5.2 A rarefaction curve to show the depth of reads against number of KOs mapped.

This figure infers 2 pieces of information: the sequence depth of the sample and how many reads are needed to saturate the gain of KOs.
If the sequencing depth reaches plateau, that means with the number of reads continue to be increased, the gain of KOs becomes minimal.
If you want a 3 to 5 times speed up, you can using --reads_to_process to specify the number of reads you want to process.

6. Reads quality check html report (A1.CE2-S1_reads_quality.html).

This table summarizes the general information of your samples.
Rarefaction curve (2d) for all samples.
Rarefaction curve (3d) for all samples.
Rarefaction curve (3d) for all samples.
Downstream analysis: Pathways enrichment analysis
We provide two options for downstream analysis, such as identification of differentially expressed KOs, pathway enrichment analysis, et al.

1. Online website-based analysis tool NetworkAnalyst
Seq2Fun generates two KO abundance tables:
All_sample_KO_abundance_table.txt and All_sample_KO_abundance_table_submit2networkanalyst.txt, the later will be used to submit to NetworkAnalyst.

2. Based on the KO abundance table generated by Seq2Fun, differentially expressed KOs are identified by limma (R package), and enriched pathways are analysized (GSEA) by HTSanalyzeR (R package).
We provide the R script (click here to download) to conduct pathway enrichment.
Please note that the following figure is generated by HTSanalyzeR, which may no longer be installed on current R version.
Therefore, we have developed an alternative R script using fgsea for pathway analysis and we suggest users to try the casestudy_fgsea.R.

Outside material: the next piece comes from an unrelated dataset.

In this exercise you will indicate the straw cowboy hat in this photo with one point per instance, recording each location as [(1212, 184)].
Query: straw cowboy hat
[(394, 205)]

Significantly enriched pathways computed using GSEA for DCCO.
The absolute values of KO log2FCs were used for GSEA. Pathways were considered significant if the adjusted p-value was < 0.05. The log2FC of all genes in the enriched pathways are indicated with the vertical grey lines. The distribution for each pathway is colored according the pathway’s adjusted p-value.